This, then, is the new covenant, the new dispensation for our age: that regardless of social status or class, anyone who strives for soul-emancipation can receive the heretofore esoteric but liberating techniques of advanced yoga life-force control that can accelerate their spiritual advancement beyond the normal pace bestowed by good works, prayers and rituals alone.

Additionally, Paramhansa Yogananda taught that Jesus’ promise of his “second coming” is fulfilled in Yogananda’s mission by the awakening of Christ consciousness (soul-consciousness) through advanced meditation techniques, devotion and the spiritual life. Yogananda’s purpose was to resurrect the deeper and universal teachings of Jesus which are aligned with those of Krishna in ancient India and which apply to all people of every nation and generation.

“The time to know God” (through meditation) “has come!” Yogananda announced. No longer shall East and West “never ‘twain [to] meet” for the needs of humanity in this global era is to transcend sectarian differences and, while, if one chooses, to retain one’s treasured faith tradition, to accept all true spiritual paths as sincere channels for those who love and serve God in this world.

May the Light of Christ-consciousness shine upon you!

Swami Hrimananda



[1] John 1:12

[2] An avatar may take birth as male or female. The gender of the avatar is inconsequential. More likely the avatar’s gender is that which is suitable and appropriate to the accomplishment of his mission.

Friday, November 28, 2025

Who is Jesus Christ?

 

Paramhansa Yogananda, author of the 20th century spiritual classic, “Autobiography of a Yogi,” stated that “Jesus Christ was crucified once but his teachings have been crucified daily ever since.”

Consider how each person you know perceives you differently and so differently than how view yourself!

To your enemies you are a schmuck.

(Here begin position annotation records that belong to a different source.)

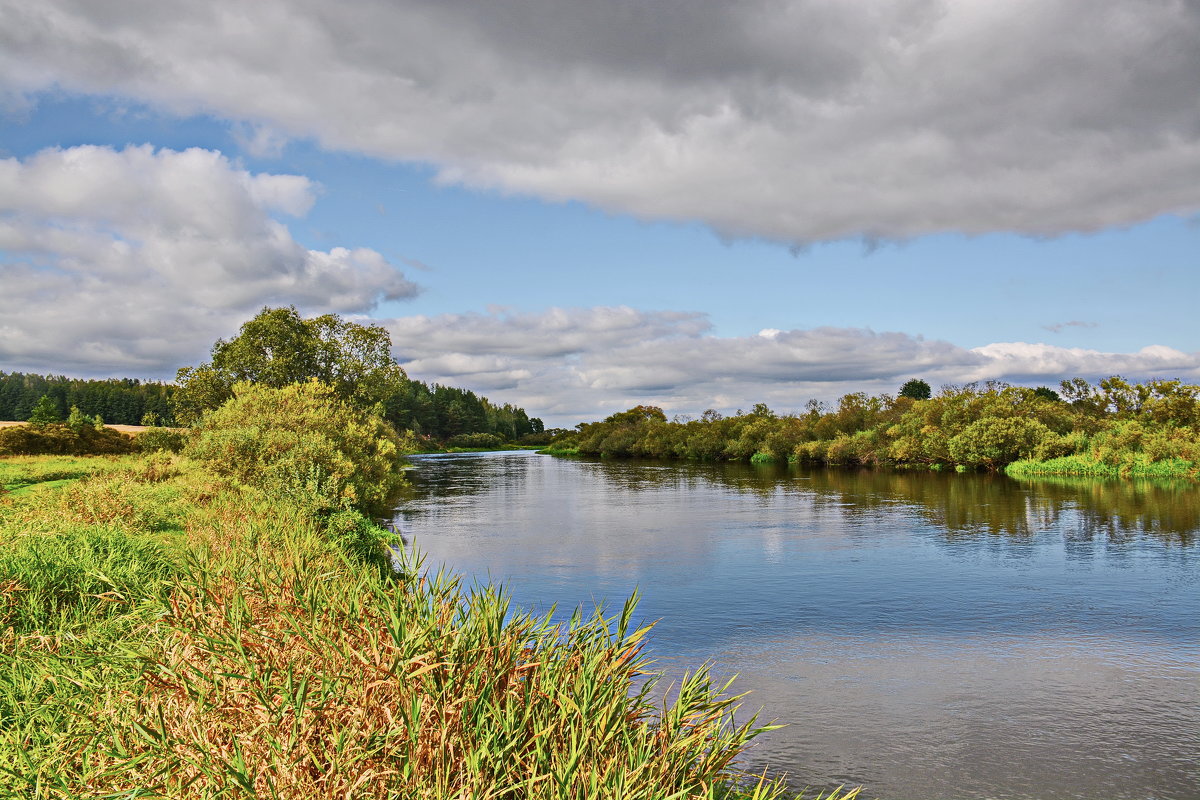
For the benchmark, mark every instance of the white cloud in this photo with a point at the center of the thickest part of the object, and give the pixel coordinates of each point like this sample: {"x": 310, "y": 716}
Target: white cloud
{"x": 583, "y": 364}
{"x": 136, "y": 260}
{"x": 789, "y": 119}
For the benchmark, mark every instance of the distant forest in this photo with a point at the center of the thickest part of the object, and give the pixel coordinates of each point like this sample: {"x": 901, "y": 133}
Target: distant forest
{"x": 437, "y": 411}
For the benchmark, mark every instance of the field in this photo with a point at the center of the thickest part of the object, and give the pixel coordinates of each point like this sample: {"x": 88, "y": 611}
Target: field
{"x": 171, "y": 632}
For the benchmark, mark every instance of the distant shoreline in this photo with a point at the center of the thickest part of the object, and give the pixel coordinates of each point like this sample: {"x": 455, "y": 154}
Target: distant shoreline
{"x": 131, "y": 429}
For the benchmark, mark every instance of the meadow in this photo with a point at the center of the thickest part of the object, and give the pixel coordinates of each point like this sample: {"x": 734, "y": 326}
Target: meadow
{"x": 173, "y": 631}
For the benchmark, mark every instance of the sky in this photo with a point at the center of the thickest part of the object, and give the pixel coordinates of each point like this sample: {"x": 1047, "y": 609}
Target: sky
{"x": 581, "y": 205}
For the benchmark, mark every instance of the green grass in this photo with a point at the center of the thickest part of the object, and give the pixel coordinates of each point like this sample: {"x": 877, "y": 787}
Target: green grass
{"x": 18, "y": 473}
{"x": 558, "y": 450}
{"x": 165, "y": 632}
{"x": 1132, "y": 464}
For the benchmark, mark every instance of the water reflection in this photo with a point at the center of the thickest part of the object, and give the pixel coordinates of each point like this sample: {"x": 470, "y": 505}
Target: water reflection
{"x": 935, "y": 636}
{"x": 960, "y": 504}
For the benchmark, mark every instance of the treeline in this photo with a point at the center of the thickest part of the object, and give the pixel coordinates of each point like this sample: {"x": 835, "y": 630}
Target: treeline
{"x": 279, "y": 348}
{"x": 445, "y": 413}
{"x": 117, "y": 401}
{"x": 1111, "y": 427}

To those who love you, you are ever theirs through thick and thin. But to most who only know you casually, you are a two-dimensional wraith passing through their lives in forms such as co-worker, neighbor, or fellow church goer. You are defined by others largely based on your appearance, age, gender, education, social status, and income.

Jesus Christ was ridiculed, feared, beloved, and ultimately crucified for his crimes. His crimes? Really? What crimes? If Jesus Christ could be so maligned both then and daily ever since, what chance does this give you and I to be understood and accepted?

The very words of Jesus were not contemporaneously recorded, not even in his own language. They were reported decades after his death and the accounts of his life contain many variations and even conflicting details. Other accounts of his life and teachings were discarded from the canon of scripture as false, inaccurate or heretical. In recent times some of these discarded works such as the Gospel of Thomas are being studied anew. Questions have arisen about the real reasons some of them were rejected.

Controversies of the nature of Jesus Christ plagued the first thousand or so years after his death. The so-called Arian heresy was among the most famous and it was settled at the insistence of Emperor Constantine who demanded unanimity across his empire for the newly installed religion.

Some say St. Paul created the foundations of Christianity. Among the apostles there is recorded disagreement on important questions. In the gospel of Mark, it is generally accepted that the story of the resurrection of Jesus was added later! Some doubt the ascribed authorship of the canonical gospels!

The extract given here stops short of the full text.